Ellen Hagan is a writer, performer, and educator. Her collections of poetry include: Crowned, Sawyer House Press 2010 and Hemisphere, Northwestern University Press, Spring 2015. Ellen’s poems and essays can be found on ESPNW, in the pages of Creative NonfictionUnderwired MagazineShe Walks in Beauty (edited by Caroline Kennedy), HuizacheSmall Batch, and Southern Sin

Haydil Henriquez is an arts educator, activist and poet born and raised in the South Bronx. Daughter of diligent Dominican parents, a taxi driver and a waitress with many dreams, she was raised to value her Caribbean culture and celebrate her black roots. She graduated from Swarthmore College with a Bachelor of Arts in Psychology and Education; throughout her college education she worked with displaced youth in Bogotá, Colombia coordinating and teaching summer workshop series’ on oral storytelling, spoken word poetry and women empowerment for a project called Taller de Paz. She joined the DreamYard Art Center team in 2014 as a Program Associate and now serves as the Co-Director of the DreamYard Art Center.

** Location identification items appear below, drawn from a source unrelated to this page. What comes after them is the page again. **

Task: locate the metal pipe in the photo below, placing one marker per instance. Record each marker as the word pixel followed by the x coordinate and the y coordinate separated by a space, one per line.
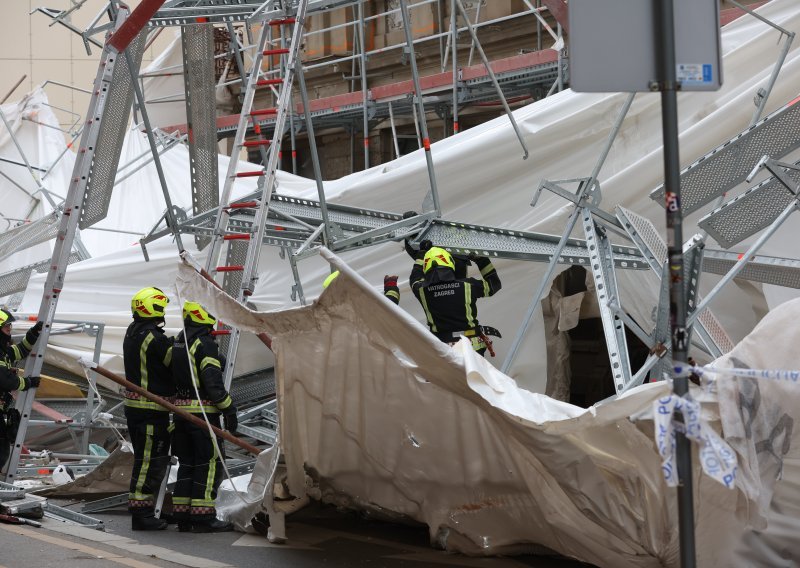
pixel 489 70
pixel 537 297
pixel 176 410
pixel 364 93
pixel 665 49
pixel 742 261
pixel 14 88
pixel 173 223
pixel 426 143
pixel 312 146
pixel 394 132
pixel 454 44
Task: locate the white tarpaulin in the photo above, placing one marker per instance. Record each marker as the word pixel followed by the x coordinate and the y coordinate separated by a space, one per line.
pixel 482 179
pixel 381 416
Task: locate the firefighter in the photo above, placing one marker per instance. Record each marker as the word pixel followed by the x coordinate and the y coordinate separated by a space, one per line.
pixel 450 301
pixel 10 380
pixel 197 366
pixel 390 289
pixel 147 353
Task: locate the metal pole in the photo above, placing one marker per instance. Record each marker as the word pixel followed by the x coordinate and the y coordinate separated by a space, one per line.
pixel 394 132
pixel 741 263
pixel 537 297
pixel 565 235
pixel 312 146
pixel 14 88
pixel 560 65
pixel 363 65
pixel 87 419
pixel 426 143
pixel 170 214
pixel 665 48
pixel 454 40
pixel 489 70
pixel 472 45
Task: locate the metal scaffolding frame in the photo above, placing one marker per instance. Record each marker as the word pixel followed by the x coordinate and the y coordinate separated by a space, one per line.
pixel 300 227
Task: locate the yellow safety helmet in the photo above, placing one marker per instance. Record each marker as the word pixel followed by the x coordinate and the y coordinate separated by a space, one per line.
pixel 192 311
pixel 6 317
pixel 149 303
pixel 331 277
pixel 436 257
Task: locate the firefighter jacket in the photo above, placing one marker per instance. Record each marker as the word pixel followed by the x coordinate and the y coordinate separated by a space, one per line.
pixel 10 353
pixel 147 352
pixel 196 362
pixel 450 303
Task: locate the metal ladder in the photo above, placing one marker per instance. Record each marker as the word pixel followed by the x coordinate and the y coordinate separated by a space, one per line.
pixel 239 278
pixel 126 29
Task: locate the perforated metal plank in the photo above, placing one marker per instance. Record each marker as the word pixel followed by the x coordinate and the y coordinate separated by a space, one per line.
pixel 197 43
pixel 750 212
pixel 252 388
pixel 17 280
pixel 493 242
pixel 188 12
pixel 602 267
pixel 727 165
pixel 30 234
pixel 113 126
pixel 767 269
pixel 654 249
pixel 349 218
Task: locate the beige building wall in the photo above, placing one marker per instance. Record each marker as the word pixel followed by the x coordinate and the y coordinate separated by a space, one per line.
pixel 31 47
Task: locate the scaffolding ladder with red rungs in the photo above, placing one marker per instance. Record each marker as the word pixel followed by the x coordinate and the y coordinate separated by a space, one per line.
pixel 239 270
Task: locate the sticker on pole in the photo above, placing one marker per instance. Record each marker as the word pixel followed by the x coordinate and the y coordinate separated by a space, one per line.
pixel 695 73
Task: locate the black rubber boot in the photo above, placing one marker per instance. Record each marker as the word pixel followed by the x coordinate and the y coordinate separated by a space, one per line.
pixel 147 524
pixel 212 526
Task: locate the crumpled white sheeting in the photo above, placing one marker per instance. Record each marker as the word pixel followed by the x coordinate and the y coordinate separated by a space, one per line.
pixel 385 417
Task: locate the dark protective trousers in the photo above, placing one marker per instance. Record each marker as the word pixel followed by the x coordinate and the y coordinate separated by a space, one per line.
pixel 150 437
pixel 199 471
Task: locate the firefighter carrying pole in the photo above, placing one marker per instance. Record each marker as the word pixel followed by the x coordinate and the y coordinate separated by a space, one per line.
pixel 169 406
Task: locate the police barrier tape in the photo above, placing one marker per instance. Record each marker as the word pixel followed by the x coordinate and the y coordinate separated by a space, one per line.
pixel 717 458
pixel 790 376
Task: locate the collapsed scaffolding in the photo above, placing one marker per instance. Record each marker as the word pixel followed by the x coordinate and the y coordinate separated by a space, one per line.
pixel 301 227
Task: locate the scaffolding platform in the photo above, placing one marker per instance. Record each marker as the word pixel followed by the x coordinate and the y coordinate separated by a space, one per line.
pixel 516 75
pixel 726 166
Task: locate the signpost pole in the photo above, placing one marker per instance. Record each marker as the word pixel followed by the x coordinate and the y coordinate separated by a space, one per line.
pixel 668 85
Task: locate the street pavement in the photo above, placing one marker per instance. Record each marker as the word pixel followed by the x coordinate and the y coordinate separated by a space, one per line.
pixel 318 536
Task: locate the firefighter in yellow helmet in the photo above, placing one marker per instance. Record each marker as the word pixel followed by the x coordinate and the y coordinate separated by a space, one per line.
pixel 198 366
pixel 450 301
pixel 147 353
pixel 10 380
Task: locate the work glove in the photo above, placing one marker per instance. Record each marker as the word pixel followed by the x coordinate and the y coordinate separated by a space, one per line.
pixel 231 421
pixel 33 333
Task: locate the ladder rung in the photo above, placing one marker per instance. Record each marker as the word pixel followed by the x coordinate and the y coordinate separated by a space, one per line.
pixel 243 205
pixel 263 111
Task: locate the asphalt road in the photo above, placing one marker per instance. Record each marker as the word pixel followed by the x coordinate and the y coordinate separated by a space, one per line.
pixel 318 536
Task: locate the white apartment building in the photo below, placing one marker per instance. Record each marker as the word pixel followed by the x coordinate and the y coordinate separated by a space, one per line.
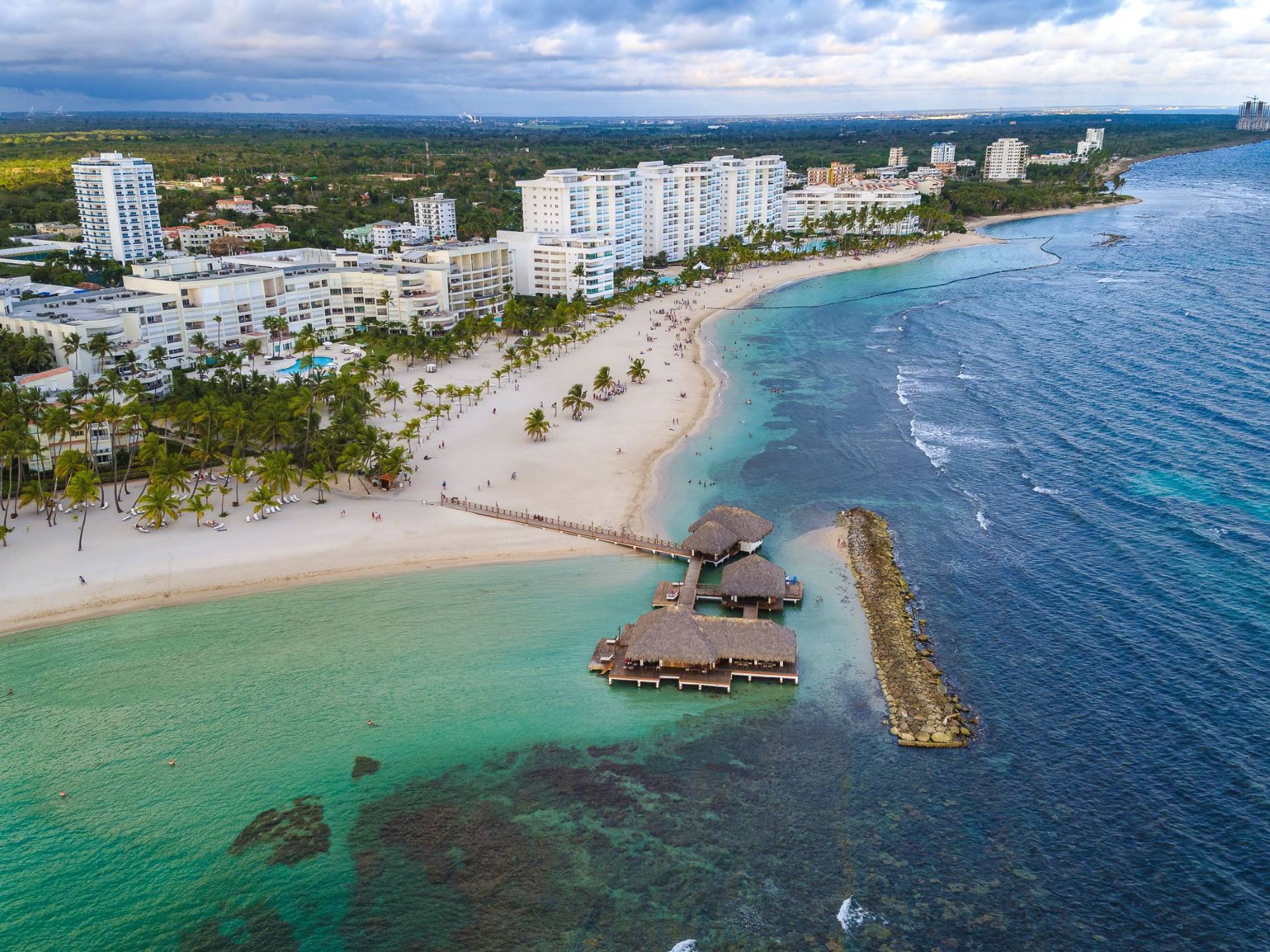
pixel 547 264
pixel 438 215
pixel 119 206
pixel 860 197
pixel 681 207
pixel 750 191
pixel 605 201
pixel 1005 159
pixel 383 234
pixel 239 204
pixel 472 278
pixel 1052 159
pixel 228 300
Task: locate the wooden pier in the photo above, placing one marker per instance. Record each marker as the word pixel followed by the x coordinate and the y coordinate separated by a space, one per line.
pixel 675 593
pixel 600 533
pixel 674 643
pixel 618 672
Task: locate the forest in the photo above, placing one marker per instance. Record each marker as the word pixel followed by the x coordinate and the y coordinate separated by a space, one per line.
pixel 340 161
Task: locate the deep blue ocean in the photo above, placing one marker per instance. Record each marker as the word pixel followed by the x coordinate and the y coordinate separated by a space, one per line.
pixel 1070 436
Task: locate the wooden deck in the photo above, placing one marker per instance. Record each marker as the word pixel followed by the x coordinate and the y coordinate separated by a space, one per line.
pixel 676 593
pixel 603 658
pixel 600 533
pixel 719 677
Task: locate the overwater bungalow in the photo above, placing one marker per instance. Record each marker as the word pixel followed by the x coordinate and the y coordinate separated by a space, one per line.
pixel 697 650
pixel 759 584
pixel 726 531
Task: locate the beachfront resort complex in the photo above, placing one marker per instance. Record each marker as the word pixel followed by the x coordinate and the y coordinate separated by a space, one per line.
pixel 580 229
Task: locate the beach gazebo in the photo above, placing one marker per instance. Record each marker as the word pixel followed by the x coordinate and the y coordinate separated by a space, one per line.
pixel 712 541
pixel 754 582
pixel 750 528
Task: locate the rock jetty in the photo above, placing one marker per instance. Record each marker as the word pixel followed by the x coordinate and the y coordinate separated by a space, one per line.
pixel 924 710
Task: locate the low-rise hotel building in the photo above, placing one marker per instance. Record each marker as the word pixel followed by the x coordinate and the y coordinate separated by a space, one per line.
pixel 1052 159
pixel 164 304
pixel 831 174
pixel 860 197
pixel 548 264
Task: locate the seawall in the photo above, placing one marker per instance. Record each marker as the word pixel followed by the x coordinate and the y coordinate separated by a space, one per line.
pixel 924 710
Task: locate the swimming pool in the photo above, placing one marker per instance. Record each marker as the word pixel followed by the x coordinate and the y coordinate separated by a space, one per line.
pixel 298 367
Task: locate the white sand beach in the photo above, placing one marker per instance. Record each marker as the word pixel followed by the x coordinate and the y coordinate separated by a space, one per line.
pixel 577 473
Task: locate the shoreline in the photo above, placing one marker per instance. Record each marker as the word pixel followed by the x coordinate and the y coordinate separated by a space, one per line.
pixel 144 575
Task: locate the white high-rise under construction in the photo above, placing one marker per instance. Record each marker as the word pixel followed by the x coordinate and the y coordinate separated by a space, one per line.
pixel 438 215
pixel 119 206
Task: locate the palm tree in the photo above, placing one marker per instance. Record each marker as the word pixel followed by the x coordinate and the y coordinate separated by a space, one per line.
pixel 72 345
pixel 261 498
pixel 604 381
pixel 83 492
pixel 391 390
pixel 421 389
pixel 158 504
pixel 410 431
pixel 35 495
pixel 100 347
pixel 537 424
pixel 319 478
pixel 576 401
pixel 200 504
pixel 252 349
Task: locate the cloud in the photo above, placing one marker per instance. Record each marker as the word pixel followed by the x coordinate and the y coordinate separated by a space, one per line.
pixel 624 56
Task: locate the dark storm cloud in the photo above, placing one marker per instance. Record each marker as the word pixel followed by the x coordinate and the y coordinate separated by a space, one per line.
pixel 415 55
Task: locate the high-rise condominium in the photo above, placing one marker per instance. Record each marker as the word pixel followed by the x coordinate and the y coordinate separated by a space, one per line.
pixel 119 206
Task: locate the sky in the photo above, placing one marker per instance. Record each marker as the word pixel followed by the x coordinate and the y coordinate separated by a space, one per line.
pixel 627 57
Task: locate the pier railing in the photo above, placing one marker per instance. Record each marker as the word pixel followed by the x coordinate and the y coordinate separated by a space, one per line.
pixel 600 533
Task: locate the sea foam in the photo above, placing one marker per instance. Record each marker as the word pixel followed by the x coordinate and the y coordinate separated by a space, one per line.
pixel 853 916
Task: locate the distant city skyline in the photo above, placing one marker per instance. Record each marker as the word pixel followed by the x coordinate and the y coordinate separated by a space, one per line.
pixel 704 57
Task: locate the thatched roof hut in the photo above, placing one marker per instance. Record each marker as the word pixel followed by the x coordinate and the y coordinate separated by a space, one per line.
pixel 670 636
pixel 680 638
pixel 747 526
pixel 712 540
pixel 750 639
pixel 754 577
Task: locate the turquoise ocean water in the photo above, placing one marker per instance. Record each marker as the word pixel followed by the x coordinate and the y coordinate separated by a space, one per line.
pixel 1069 436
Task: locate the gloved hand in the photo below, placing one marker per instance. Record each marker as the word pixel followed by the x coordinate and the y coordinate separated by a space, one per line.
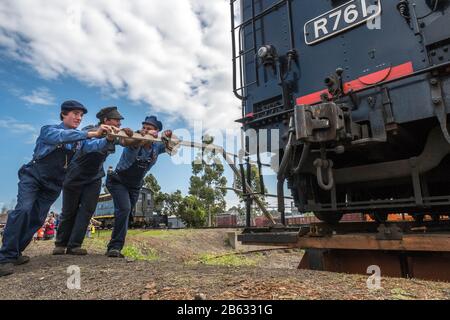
pixel 167 133
pixel 129 132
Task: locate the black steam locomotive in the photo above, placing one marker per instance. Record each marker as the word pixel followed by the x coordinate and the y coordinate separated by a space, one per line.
pixel 360 91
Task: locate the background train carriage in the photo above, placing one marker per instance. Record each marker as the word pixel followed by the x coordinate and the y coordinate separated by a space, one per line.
pixel 361 104
pixel 143 213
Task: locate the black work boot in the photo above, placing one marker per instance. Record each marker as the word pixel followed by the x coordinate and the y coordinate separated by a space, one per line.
pixel 21 260
pixel 76 251
pixel 57 251
pixel 6 269
pixel 114 253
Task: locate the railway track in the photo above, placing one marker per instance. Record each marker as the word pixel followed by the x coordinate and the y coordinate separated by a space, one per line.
pixel 398 249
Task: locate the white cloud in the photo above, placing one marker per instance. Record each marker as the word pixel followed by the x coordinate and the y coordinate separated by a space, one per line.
pixel 40 96
pixel 20 128
pixel 174 55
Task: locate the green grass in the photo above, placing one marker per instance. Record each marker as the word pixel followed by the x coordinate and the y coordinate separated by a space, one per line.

Nkosi Nkululeko is Callaloo and Poets House Fellow. A speaker for TEDxNewYork and Aspen Ideas Festival, he is a finalist for the 2016 Winter Tangerine Awards for Poetry, Best of the Net anthology, and nominee for the Pushcart Prize. His work is currently published in Pank, Apogee, VINYL, and other publications. Nkosi lives in Harlem, New York.

Trace Howard DePass is the 2016 Teen Poet Laureate for the Borough of Queens and editor of Scholastic’s Best Teen Writing of 2017. His work has been featured on BET Next Level, Billboard, Blavity, NPR’s The Takeaway, and also resides within literary homes – Entropy Magazine, Split This Rock!, The Other Side of Violet, & Penmanship’s East Coast Voices Anthology.

Vincent Toro is the author of STEREO.ISLAND.MOSAIC., which was awarded Ahsahta Press’s Sawtooth Poetry Prize and The Poetry Society of America’s Norma Farber First Book Award. He has an MFA in poetry from Rutgers and is contributing editor for Kweli Literary Journal. Vincent is recipient of a Poet’s House Emerging Poets Fellowship, a New York Foundation for the Arts Fellowship in Poetry, The Caribbean Writer’s Cecile De Jongh Poetry Prize, and the Metlife Nuestras Voces Playwriting Award. Vincent’s poems have been published in The Buenos Aires Review, Codex, Rattle, The Cortland Review, Vinyl, The Hawai’I Review, Washington Square Review, The Paterson Review, and Best American Experimental Writing 2015. Vincent teaches at Bronx Community College, is writing liaison at The Cooper Union’s Saturday Program, and is a poet in the schools for The Dreamyard Project and the Dodge Poetry Foundation.